The Post's fate was likely sealed years before Graham began to debate when and how to institute a paywall.

Alex Jones, director of Harvard University's Shorenstein Center on the Press, Politics and Public Policy, and author of The Trust: The Private and Powerful Family Behind the New York Times, said Graham made the fateful decision in the mid-1980s not to attempt to become a national newspaper as The Times had become. Graham argued that the Post would be best served focusing its circulation and advertising sales on the Washington D.C. metro area.

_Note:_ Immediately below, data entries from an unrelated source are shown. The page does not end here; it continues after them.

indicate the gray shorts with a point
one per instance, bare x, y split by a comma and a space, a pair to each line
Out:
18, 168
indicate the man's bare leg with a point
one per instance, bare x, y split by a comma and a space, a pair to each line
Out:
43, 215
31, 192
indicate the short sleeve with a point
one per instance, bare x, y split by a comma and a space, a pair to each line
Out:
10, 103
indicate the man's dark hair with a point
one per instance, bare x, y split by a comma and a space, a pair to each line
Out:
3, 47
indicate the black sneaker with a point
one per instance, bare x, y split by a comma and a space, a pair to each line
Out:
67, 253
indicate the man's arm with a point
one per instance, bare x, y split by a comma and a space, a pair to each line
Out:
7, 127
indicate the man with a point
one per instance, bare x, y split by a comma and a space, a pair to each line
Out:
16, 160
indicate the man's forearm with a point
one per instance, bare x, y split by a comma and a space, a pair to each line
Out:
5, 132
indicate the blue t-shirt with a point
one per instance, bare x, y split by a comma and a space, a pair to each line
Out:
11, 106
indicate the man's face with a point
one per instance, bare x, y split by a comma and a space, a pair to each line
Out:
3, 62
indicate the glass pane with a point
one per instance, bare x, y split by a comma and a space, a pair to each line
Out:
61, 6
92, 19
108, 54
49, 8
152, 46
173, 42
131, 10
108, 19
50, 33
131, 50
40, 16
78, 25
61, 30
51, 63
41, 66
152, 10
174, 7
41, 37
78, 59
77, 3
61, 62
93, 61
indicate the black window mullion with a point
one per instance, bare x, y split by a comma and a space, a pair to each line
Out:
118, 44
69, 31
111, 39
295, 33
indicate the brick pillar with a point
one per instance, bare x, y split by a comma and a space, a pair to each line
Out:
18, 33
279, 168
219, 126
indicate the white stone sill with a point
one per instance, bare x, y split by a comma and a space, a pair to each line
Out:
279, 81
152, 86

But that decision proved to box the Post in forever. For while the Post's newsroom would continue to cover the U.S. and the world, in the tradition of its prominence at the leading daily in the nation's capital, it didn't have the revenue base to complete the task.

"The Washington Post is in a uniquely awful situation in some respects," Jones said in an interview this week. "It's a nationally recognized newspaper with a national and international stature, but as a business, it was a local business. And the local business in Washington for a newspaper, just as it's been for most metro areas, has been terrible."

It will be Bezos job to make the Post a national and international newspaper by finding revenue sources well outside the Beltway. His first task might be to strengthen that paywall.